Solved: Re: Stouffer-Liptak p value correction

MajaFerencakovic · Posted 12-17-2013 02:11 PM

Hi!

I have a question about input file for stouffer-liptak correction. So it is proc MULTTEST with option stouffer, but input file with p values... How this one should look like? raw_p values in column or?

Some additional stuff?

Anyone used this one.

My data set looks like this:

test1 raw_p1a raw_p1b raw_p1c

.

test36789 raw_p36789a raw_p36789b raw_p36789c

thanks in advance!

SteveDenham · Posted 12-19-2013 09:37 AM

That is the transformation I would use, and is the one found in the PROC MULTTEST documentation.

Steve Denham

View solution in original post

ballardw · Posted 12-17-2013 04:24 PM

From SAS 9.2.3 online help and example of using an input set of p-values

The MULTTEST Procedure

Example 58.5 Inputting Raw p-Values

data a;

input Test$ Raw_P @@;

datalines;

test01 0.28282 test02 0.30688 test03 0.71022

test04 0.77175 test05 0.78180 test06 0.88581

test07 0.54685 test08 0.84978 test09 0.24228

test10 0.58977 test11 0.03498 test12 0.41607

test13 0.31631 test14 0.05254 test15 0.45061

test16 0.75758 test17 0.12496 test18 0.49485

test19 0.21572 test20 0.50505 test21 0.94372

test22 0.81260 test23 0.77596 test24 0.36889

;

proc multtest inpvalues=a holm hoc fdr;

run;

MajaFerencakovic · Posted 12-17-2013 04:41 PM

Thanks!

I am aware of this one but this actually produce one new value for each raw_p. Maybe I am wrong but isn't it that stouffer should produce one new p from multiple p? In my case I would like to get new p from raw_pa, raw_pb and raw_pc for every test I have.

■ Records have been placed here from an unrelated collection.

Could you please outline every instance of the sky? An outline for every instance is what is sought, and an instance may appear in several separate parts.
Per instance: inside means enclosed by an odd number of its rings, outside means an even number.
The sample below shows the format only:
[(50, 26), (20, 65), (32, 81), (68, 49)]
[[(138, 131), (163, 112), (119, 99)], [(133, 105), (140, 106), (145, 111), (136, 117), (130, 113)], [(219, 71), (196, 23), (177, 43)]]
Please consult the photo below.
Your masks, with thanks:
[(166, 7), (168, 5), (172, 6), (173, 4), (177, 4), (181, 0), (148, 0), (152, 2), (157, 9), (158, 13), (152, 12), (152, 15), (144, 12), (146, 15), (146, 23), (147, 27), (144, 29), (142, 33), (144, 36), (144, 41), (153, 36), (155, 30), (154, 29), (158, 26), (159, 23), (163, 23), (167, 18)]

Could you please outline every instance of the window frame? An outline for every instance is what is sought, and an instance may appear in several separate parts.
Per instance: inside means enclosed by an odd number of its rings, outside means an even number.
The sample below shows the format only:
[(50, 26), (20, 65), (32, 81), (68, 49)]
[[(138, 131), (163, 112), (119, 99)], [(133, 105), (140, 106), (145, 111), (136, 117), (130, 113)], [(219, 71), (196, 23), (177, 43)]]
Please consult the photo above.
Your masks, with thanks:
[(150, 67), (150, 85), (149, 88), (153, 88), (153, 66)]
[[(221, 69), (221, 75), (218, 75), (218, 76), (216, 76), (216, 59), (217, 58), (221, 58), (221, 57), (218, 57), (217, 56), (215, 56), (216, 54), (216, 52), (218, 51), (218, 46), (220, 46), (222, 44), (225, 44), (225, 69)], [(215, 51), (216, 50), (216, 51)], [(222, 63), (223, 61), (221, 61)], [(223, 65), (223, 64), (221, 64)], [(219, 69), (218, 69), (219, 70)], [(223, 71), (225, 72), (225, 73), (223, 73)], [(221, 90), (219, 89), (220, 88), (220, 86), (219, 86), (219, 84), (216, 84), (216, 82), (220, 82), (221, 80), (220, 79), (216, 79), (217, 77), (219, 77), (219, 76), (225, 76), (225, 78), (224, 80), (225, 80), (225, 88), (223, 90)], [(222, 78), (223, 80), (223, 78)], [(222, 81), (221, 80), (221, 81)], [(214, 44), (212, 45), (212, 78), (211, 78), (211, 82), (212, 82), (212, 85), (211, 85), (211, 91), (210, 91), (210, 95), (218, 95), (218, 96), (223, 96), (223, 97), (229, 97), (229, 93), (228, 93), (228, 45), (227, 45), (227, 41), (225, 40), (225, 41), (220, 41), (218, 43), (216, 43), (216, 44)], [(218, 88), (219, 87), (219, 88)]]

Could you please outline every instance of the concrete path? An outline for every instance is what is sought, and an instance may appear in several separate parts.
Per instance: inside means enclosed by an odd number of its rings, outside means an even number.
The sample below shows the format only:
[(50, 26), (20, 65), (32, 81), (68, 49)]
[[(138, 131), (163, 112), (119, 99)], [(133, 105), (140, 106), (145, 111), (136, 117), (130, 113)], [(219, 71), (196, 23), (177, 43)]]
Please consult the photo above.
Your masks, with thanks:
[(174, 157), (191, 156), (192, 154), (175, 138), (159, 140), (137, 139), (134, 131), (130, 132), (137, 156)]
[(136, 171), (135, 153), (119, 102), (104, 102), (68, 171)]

Like in formula Z=sum(z(pi)/sqrt k) where Z is thr the standard normal variable under h0, z(pi) is the p value from test i transformed to z and k is number of tests. Truth is that I could do this by hand but then I noticed this option stouffer and hoped to write in the paper used this from SAS instead of formula 😉

SteveDenham · Posted 12-18-2013 01:14 PM

Try:

proc multtest data=yourdata stouffer;

by testidno;

run;

This assumes that what you have as test1, test2, etc. is kept in the variable testidno, and that the dataset is sorted by testidno.

Steve Denham

MajaFerencakovic · Posted 12-19-2013 07:15 AM

Thanks Steve!

it looks like I am doing something wrong... I got response ERROR: No base test has been assigned, and ERROR: No class statement.

So I actually wonder am I trying to do what I actually don't understand. I have three p values from three cattle breeds and I would like to combine them. Is this method good one?

data_null__ · Posted 12-19-2013 07:36 AM

did you use PROC MULTTEST statement option INPVALUES.

INPVALUES=SAS-data-set names an input SAS data set that includes a variable containing raw p-values. The MULTTEST procedure adjusts the collection of raw p-values for multiplicity. Resampling-based adjustments are not permitted with this type of data input. The CLASS, CONTRAST, FREQ, STRATA, and TEST statements are ignored when an INPVALUES= data set is specified. The INPVALUES= and DATA= options cannot both be specified. The pvalue-name enables you to specify the name of the p-value column from your data set. By default, pvalue-name=’raw_p’. The INPVALUES= data set can contain variables in addition to the raw p-values variable; see Example 60.5 for an example.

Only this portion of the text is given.